Aunque en los malos resultados hubo aportes hechos exógenos negativos (como la política monetaria de los Estados Unidos, la arancelaria de China, la política comercial del bloque europeo, los ínfimos costos laborales de Asia o la ausencia de ‘viento de cola‘ en materia de precios de commodities y bajas tasas de interés global, entre otros), hoy menos analistas dudan en que si se hubiera contado con suficientes ‘antígenos‘ administrados por la política económica al menos algo de ‘ese contagio internacional‘ pudo haber se evitado. No obstante, entre líneas, los lineamientos de la política económica prefirieron quedarse con aquella ‘idea natural‘ que define a ‘una economía de mercado como una economía de pérdidas y ganancias //à// con un mecanismo de selección natural de buenos empresarios‘ (Rothbard, 2012). 

Si una política económica más activa (no pasiva como la anterior) hubiera impulsado el crecimiento económico vía un proceso coordinado de shocks exógenos de gasto público, créditos y salarios para activar la demanda (sintonizando con la evolución del tipo de cambio) y mecanismos de contención social, habrían podido recrearse incipientes esquemas regulados (no asfixiantes para el sector privado) e implantarse una demanda adecuada para distintos niveles de producción y empleo y sentarse las bases para transitar hacia la construcción de un capitalismo nacional. ‘El plan de ahorros‘, guionado en numerosos aspectos, construyó las bases de ‘un crecimiento económico escuálido‘ y permeable, ideal para la siembra de desempleo, pobreza e inseguridad social (tal como lo señalan los números).
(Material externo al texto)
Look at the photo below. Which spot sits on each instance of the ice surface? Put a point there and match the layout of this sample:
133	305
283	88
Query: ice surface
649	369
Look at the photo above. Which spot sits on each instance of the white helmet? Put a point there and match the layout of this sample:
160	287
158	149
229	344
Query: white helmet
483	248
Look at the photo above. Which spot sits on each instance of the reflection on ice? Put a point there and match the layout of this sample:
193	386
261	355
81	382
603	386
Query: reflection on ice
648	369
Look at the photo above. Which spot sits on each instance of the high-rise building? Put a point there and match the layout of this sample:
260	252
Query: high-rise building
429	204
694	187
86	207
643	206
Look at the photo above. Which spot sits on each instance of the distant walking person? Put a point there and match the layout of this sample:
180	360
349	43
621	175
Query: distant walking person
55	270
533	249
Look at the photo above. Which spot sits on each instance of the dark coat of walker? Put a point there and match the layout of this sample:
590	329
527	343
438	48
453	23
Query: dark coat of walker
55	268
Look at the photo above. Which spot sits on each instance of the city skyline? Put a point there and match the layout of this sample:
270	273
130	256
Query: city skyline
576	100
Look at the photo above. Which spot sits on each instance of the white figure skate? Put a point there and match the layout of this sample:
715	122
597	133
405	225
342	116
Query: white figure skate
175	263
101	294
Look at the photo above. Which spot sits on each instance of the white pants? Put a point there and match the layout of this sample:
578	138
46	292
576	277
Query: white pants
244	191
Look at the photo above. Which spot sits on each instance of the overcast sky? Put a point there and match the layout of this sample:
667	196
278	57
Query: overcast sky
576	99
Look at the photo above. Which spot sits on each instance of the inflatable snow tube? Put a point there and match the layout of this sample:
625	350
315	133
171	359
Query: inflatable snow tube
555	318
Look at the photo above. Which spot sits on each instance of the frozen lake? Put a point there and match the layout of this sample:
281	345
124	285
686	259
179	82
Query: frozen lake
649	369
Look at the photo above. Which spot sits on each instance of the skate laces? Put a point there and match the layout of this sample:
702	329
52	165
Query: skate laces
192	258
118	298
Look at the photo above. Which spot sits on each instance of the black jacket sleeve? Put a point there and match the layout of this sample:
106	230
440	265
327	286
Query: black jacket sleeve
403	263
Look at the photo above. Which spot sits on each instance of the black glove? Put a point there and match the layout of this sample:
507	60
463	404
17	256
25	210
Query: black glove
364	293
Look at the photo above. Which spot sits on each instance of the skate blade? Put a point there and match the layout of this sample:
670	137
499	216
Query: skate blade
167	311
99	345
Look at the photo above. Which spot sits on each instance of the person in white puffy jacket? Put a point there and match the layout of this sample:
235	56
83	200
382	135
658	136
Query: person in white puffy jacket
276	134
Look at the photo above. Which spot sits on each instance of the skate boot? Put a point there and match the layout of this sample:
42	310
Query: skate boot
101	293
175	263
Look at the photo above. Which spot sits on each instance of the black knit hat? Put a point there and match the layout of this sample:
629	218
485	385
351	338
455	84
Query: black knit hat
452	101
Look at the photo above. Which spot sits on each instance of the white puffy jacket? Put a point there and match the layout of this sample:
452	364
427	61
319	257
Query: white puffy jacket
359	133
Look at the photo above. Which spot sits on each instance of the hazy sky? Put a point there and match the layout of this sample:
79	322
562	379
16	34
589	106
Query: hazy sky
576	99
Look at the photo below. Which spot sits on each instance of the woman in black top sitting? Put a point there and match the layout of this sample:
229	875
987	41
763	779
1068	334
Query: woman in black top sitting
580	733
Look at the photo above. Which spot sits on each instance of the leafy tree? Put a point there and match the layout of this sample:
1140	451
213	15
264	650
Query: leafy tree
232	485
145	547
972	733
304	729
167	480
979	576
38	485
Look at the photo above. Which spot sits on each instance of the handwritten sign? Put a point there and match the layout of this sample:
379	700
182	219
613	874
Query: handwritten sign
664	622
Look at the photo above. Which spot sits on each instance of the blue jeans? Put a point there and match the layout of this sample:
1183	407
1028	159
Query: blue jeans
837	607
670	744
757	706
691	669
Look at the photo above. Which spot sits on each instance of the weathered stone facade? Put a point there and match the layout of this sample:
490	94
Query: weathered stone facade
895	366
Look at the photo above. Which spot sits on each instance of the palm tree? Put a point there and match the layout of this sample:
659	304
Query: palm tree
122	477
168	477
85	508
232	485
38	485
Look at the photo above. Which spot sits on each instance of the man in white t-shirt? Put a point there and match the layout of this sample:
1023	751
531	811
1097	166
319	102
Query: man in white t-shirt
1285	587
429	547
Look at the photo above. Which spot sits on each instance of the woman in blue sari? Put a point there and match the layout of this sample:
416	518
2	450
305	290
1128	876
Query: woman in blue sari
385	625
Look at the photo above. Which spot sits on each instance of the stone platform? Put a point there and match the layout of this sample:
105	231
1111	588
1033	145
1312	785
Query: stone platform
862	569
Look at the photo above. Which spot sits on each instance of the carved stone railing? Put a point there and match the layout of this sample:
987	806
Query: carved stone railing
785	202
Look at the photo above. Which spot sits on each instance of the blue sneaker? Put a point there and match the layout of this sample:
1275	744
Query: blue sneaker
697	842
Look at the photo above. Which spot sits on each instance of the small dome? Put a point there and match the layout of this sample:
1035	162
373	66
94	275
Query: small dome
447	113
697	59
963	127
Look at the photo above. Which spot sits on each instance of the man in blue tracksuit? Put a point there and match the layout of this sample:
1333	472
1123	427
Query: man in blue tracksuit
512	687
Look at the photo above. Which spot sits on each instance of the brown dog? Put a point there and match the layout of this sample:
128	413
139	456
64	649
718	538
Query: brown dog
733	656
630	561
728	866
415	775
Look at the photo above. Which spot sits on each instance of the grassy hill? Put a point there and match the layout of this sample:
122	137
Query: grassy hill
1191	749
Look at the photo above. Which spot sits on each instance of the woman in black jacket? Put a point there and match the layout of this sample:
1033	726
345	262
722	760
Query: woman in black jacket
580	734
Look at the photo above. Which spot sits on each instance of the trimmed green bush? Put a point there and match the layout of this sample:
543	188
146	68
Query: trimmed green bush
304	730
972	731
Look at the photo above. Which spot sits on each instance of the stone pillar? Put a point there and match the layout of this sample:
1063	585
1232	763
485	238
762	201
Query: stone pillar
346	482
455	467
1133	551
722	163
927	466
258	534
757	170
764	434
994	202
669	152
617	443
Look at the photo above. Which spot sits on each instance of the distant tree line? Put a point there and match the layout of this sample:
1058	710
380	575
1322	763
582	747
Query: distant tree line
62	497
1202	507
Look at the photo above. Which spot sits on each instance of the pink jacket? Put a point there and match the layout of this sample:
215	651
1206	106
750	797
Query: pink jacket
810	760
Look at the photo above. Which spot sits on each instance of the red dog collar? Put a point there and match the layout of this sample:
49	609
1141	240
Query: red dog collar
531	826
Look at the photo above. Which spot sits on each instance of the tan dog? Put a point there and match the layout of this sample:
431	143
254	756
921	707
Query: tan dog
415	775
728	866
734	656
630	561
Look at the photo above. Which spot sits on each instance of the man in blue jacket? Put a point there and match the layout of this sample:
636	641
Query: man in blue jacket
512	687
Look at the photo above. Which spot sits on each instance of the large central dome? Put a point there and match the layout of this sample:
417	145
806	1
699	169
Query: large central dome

Más allá de ‘la tormenta financiera y cambiaria‘ de estos días, la economía argentina necesita crecer inmediatamente porque, así como está planteado el modelo, el futuro será poco promisorio tal como lo asegura el FMI cuando afirma que ‘la proyección de crecimiento para 2019 se ha revisado a la baja y ahora para 2020 se prevé una recuperación más moderada (World Economic Outlook del FMI, Julio 2019)‘.